Kituba-TTS-Dataset
License:
NOODL-1.0
Steward:
Institute of African Digital Humanities
Task: TTS
Release Date: 12/10/2025
Format: WAV, TSV
Size: 553.28 MB
Description
Paired audio and text data on Kituba (mkw), a language spoken in Congo. The audio corpus consists of 8,302 clips read by one speaker, totalling 350 min 11.98 sec. The dataset also contains a mapping file of audio and text with 8,173 lines. Each line begins with the name of an audio file, followed by a tab and then the corresponding text excerpt. This dataset is suitable for TTS tasks.
Specifics
Licensing
Nwulite Obodo Open Data Licence 1.0 (NOODL-1.0)
https://licensingafricandatasets.com/nwulite-obodo-licenseConsiderations
Restrictions/Special Constraints
Although the transcription of the audio recording was created using a standardised writing system, it may not reflect the standard used by the wider Kituba (mkw) community. This is often the case in communities using a low-resource language, where different writing standards may be in use. Therefore, this should be taken into account when using this dataset for TTS and ASR tasks. Ideally, the resulting TTS or ASR models should explicitly state which writing system was used.
Forbidden Usage
Generative AI, reproduction, duplication, modification, augmentation, copying, distribution, transmission, display, sale, transfer, publication or creation of derivative works without the explicit permission of the the legal owner of the dataset.
Processes
Intended Use
The dataset is suitable for speech-related tasks. - Automatic speech recognition (ASR): Audio–text alignment allows the training or evaluation of speech recognition models for Kituba (mkw), which is a valuable tool for language technology. Please be aware that the read sentences are written in a writing standard, which may co-exist with other writing standards within the Kituba community. - Text-to-speech (TTS): The dataset contains clean sentence–audio pairs read by the same speaker, totalling 5.83 hours. This makes the dataset suitable for training or evaluating text-to-speech models. Again, note that the writing standard may be just one of several in use within the community.
Metadata
Language
Kituba is a widely used Bantu-based creole lingua franca spoken in the Republic of the Congo and the Democratic Republic of the Congo. Emerging historically as a simplified variety of Kongo (Kikongo), it has expanded into an independent language with millions of speakers across urban and rural regions. Today, Kituba serves as a national language in both countries and functions in everyday communication, education, administration, religious contexts, and the media. Its simplified grammar and broad communicative reach make it one of the most accessible and widely used languages of Central Africa.
Variant
Kituba (mkw) is known by different names depending on region and institutional context.
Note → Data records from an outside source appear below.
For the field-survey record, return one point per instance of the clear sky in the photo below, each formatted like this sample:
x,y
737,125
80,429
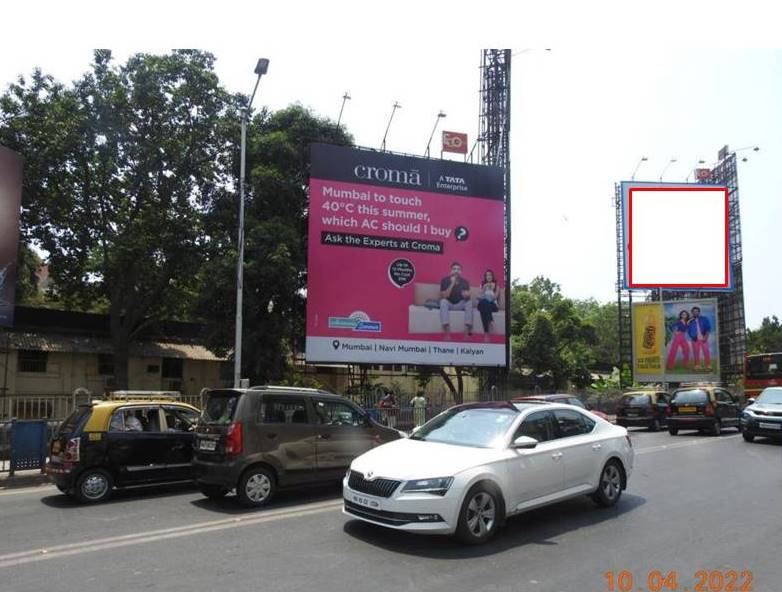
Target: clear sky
x,y
582,114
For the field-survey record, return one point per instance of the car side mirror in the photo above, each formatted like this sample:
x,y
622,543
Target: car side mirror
x,y
524,442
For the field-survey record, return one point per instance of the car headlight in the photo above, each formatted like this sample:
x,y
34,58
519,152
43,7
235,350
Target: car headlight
x,y
435,486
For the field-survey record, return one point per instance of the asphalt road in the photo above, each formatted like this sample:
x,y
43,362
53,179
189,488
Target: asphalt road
x,y
694,503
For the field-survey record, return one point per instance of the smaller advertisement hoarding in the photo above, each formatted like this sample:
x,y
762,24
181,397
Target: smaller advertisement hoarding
x,y
10,199
676,341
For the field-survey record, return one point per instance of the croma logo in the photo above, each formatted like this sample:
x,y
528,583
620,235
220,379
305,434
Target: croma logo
x,y
371,173
454,180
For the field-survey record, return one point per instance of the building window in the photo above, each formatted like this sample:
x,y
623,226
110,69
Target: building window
x,y
173,367
32,361
106,364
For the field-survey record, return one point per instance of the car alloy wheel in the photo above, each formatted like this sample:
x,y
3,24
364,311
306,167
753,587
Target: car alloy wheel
x,y
481,514
609,489
94,486
256,487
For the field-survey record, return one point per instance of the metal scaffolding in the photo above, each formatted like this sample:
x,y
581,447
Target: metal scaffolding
x,y
732,322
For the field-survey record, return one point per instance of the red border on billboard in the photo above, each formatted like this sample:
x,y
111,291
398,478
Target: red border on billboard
x,y
630,284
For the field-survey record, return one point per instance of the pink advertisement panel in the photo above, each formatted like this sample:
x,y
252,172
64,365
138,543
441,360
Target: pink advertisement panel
x,y
406,260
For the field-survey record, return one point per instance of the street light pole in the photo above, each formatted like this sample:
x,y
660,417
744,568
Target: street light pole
x,y
390,119
260,69
440,115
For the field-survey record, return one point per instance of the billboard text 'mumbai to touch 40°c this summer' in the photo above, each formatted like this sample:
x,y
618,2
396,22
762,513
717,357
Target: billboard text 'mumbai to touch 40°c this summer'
x,y
406,260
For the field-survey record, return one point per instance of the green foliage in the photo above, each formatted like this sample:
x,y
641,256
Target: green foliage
x,y
767,338
119,167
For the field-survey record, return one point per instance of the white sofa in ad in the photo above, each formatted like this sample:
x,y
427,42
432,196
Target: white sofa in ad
x,y
422,319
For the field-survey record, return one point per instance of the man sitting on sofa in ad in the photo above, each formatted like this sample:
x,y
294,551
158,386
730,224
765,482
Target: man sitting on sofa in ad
x,y
455,295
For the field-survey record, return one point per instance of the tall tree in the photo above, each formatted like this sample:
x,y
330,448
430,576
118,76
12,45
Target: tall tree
x,y
119,168
767,338
275,276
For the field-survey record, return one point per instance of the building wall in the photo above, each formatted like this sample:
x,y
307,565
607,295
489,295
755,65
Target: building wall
x,y
67,371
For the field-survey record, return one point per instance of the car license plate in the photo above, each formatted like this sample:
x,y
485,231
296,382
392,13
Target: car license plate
x,y
207,445
366,501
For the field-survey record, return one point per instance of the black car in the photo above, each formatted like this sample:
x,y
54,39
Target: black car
x,y
263,438
763,416
134,440
648,409
703,408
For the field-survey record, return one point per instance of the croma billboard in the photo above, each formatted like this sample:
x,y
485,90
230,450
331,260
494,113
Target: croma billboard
x,y
405,260
10,198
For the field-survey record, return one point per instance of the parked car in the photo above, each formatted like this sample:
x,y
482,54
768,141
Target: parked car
x,y
763,416
135,439
564,398
703,408
260,439
471,467
647,409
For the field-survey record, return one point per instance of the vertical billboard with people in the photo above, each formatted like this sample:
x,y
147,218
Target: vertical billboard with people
x,y
10,198
676,341
406,260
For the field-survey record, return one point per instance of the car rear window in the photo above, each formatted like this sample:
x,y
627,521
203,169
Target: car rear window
x,y
220,408
689,397
636,400
75,420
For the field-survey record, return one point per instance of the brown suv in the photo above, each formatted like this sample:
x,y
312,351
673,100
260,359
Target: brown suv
x,y
704,408
259,439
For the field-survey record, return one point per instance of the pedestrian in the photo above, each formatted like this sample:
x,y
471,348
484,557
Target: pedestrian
x,y
388,408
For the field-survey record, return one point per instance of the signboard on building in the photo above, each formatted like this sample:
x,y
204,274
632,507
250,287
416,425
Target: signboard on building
x,y
405,260
676,341
10,200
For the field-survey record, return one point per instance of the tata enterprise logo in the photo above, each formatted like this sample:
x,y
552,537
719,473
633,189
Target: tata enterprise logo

In the Democratic Republic of Congo (DRC), it is officially called Kikongo ya leta (‘State Kikongo’), highlighting its administrative and educational role, while in Congo-Brazzaville it is commonly referred to simply as Kituba. Other appellations such as Munukutuba or Kikongo-Kituba appear in linguistic and sociolinguistic literature, reflecting its origins as a contact variety based on Kikongo dialects. Despite these different labels, all refer to the same language, whose internal variation remains relatively limited compared to the broader diversity of Kikongo varieties.
Alphabet
The alphabet used to create transcriptions of audio files that constitute this dataset is Latin-based. It contains the following characters: a, b, d, e, f, g, h, i, k, l, m, n, o, p, r, s, t, u, v, w, y, z, mb, mp, mf, ng, nk, ns, nt, nd
Source
This dataset was created using self-audio recordings of a male native speaker. The speaker then transcribed the recordings. This task aimed to produce datasets suitable for developing text-to-speech models for the Kituba (mkw) language. The speaker was guided through the process using open questions provided by the research coordinator.
Domain
The questions which prompted the speech recorded by the native speaker of Kituba (mkw) covered a variety of domains relevant to the cultural practices of the Kituba (mkw) community, and pertained to mostly the following genres: procedural, opinion and philosophical.
Size
Total size is 553,28 MB
Structure
The dataset contains 8,302 audio clips and a mapping file of audio and text with 8,173 lines. Each line begins with the name of an audio file, followed by a tab and then the corresponding text excerpt.
Sample
kituba_TTS_03_T2_T3.wav quel èè plat
kituba_TTS_03_T3_T4.wav bét lénda lamba naa
kituba_TTS_03_T4_T5.wav bangasi
kituba_TTS_03_T5_T6.wav quel èè plat bét lénda lamba
kituba_TTS_03_T6_T7.wav na bangasi
kituba_TTS_03_T7_T8.wav bien na bangasi
kituba_TTS_03_T8_T9.wav bét lénda lamba ba madia mingi
kituba_TTS_03_T10_T11.wav na ba, na bangasi
kituba_TTS_03_T11_T12.wav bét lénda lamba ba madia mingi
kituba_TTS_03_T12_T13.wav ba madia nèt